Cookie (1 Small) and Coffee (1 Mug (8 Fl Oz))
Breakfast
144 mg/dL
avg. peak value
Usually causes a medium spike
Avg. Food Score on Ultrahuman App
Ultrahuman Users got an UNSTABLE response
How to consume cookie, coffee without glucose spikes
Portion Control
Limit the quantity of cookies you consume in one sitting to reduce the overall sugar intake.
Balanced Meal
Combine your cookie with a source of protein or healthy fat, such as a small serving of nuts or Greek yogurt, to slow the absorption of sugar.
Choose Whole Grains
Opt for cookies made with whole grain flour instead of refined flour for a slower release of sugar into the bloodstream.
Fiber Boost
Include fiber-rich foods in your diet, such as chia seeds or flaxseeds, as they help regulate blood sugar levels.
Drink Smart
Choose black coffee or coffee with a splash of milk instead of sugary coffee drinks.

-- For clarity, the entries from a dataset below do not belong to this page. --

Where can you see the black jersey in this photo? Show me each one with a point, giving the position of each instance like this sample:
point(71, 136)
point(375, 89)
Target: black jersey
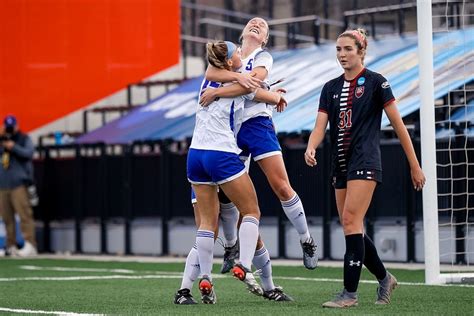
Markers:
point(355, 110)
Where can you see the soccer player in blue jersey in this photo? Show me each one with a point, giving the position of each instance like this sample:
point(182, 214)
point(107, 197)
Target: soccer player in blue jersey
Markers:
point(213, 161)
point(353, 104)
point(257, 136)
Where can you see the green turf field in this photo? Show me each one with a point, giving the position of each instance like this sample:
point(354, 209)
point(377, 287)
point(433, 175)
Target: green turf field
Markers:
point(79, 286)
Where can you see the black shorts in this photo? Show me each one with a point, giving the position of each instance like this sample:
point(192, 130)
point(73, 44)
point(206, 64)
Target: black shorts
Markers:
point(340, 180)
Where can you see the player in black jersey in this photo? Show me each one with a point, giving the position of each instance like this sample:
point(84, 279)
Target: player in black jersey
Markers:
point(353, 105)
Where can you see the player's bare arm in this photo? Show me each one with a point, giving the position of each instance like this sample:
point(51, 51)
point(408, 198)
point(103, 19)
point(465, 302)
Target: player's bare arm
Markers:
point(223, 75)
point(316, 137)
point(417, 176)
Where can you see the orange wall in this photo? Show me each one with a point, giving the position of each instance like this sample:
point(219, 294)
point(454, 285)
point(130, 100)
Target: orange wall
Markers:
point(57, 56)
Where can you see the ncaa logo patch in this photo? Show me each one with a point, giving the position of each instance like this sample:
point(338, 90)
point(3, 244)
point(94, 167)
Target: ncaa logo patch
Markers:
point(359, 92)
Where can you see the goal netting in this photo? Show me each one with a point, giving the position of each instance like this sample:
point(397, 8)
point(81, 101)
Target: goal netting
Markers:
point(446, 55)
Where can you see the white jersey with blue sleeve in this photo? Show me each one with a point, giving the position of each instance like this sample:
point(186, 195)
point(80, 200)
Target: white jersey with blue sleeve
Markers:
point(217, 124)
point(258, 58)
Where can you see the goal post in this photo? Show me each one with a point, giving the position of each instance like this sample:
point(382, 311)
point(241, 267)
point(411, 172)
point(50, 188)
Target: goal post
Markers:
point(441, 206)
point(428, 143)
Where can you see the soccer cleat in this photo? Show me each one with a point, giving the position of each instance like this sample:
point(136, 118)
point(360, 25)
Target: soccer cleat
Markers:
point(12, 251)
point(277, 295)
point(28, 250)
point(230, 254)
point(246, 276)
point(184, 297)
point(208, 296)
point(310, 256)
point(342, 300)
point(384, 291)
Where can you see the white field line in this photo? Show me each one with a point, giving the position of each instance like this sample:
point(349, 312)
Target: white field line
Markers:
point(30, 311)
point(76, 269)
point(175, 275)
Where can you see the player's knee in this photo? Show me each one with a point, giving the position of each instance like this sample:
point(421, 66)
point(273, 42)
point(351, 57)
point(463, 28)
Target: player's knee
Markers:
point(348, 220)
point(284, 191)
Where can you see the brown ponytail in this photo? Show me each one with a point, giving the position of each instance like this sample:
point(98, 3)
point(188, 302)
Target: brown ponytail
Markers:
point(360, 37)
point(217, 54)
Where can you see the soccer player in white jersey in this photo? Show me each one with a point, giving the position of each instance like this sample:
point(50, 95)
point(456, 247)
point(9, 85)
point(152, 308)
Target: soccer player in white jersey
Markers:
point(257, 136)
point(213, 161)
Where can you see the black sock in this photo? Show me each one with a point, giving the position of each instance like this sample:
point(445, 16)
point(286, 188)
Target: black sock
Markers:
point(372, 260)
point(353, 260)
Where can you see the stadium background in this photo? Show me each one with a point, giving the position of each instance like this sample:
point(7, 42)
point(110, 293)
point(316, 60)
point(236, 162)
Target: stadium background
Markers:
point(70, 67)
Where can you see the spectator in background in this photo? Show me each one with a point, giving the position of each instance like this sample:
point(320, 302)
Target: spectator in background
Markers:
point(16, 151)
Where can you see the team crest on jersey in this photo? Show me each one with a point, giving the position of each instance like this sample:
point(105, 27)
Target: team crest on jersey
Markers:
point(359, 91)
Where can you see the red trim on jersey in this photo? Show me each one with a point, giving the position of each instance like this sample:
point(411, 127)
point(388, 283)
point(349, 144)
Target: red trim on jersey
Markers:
point(389, 102)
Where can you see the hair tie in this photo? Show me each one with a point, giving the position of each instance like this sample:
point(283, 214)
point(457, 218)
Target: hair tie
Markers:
point(230, 49)
point(359, 37)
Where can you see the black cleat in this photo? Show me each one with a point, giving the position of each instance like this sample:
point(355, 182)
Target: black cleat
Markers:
point(208, 296)
point(310, 256)
point(230, 254)
point(277, 295)
point(184, 297)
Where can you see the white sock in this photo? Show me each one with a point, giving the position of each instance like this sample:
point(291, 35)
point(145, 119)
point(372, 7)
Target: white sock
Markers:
point(295, 212)
point(261, 261)
point(191, 269)
point(248, 235)
point(229, 218)
point(205, 248)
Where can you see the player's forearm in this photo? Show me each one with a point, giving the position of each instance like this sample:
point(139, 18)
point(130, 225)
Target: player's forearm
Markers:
point(315, 138)
point(319, 130)
point(405, 141)
point(220, 75)
point(407, 146)
point(267, 96)
point(231, 91)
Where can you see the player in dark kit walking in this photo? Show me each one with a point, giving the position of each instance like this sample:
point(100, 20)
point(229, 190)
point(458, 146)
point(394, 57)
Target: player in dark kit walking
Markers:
point(353, 104)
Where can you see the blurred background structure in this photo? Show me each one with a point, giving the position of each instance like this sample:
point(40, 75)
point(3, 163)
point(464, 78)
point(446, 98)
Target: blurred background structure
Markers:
point(108, 91)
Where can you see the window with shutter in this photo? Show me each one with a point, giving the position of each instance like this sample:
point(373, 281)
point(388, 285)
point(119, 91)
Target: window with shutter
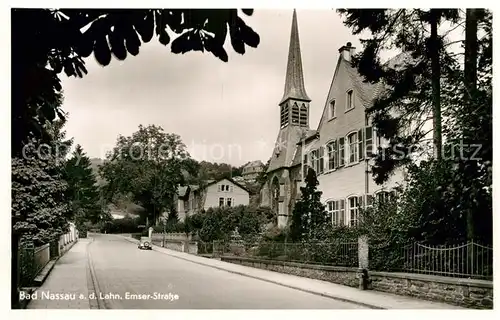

Avoid adding sugar or use a small amount of a natural sweetener.
Stay Hydrated
Drink plenty of water throughout the day to help your body process sugar more efficiently.
Pre-Meal Exercise
Engage in a short walk or light exercise before consuming the cookie to help your muscles use up the glucose.
Timing Matters
Eat your cookies after a balanced meal instead of on an empty stomach to lessen the impact on your blood sugar levels.
Mindful Eating
Focus on eating slowly and savoring each bite, which can help prevent overconsumption.
Opt for Alternatives
Consider making or purchasing cookies with low sugar content or those sweetened with alternatives like stevia or monk fruit.
Monitor Your Response
Keep track of your body's response to different types of cookies and coffees to identify which combinations work best for you.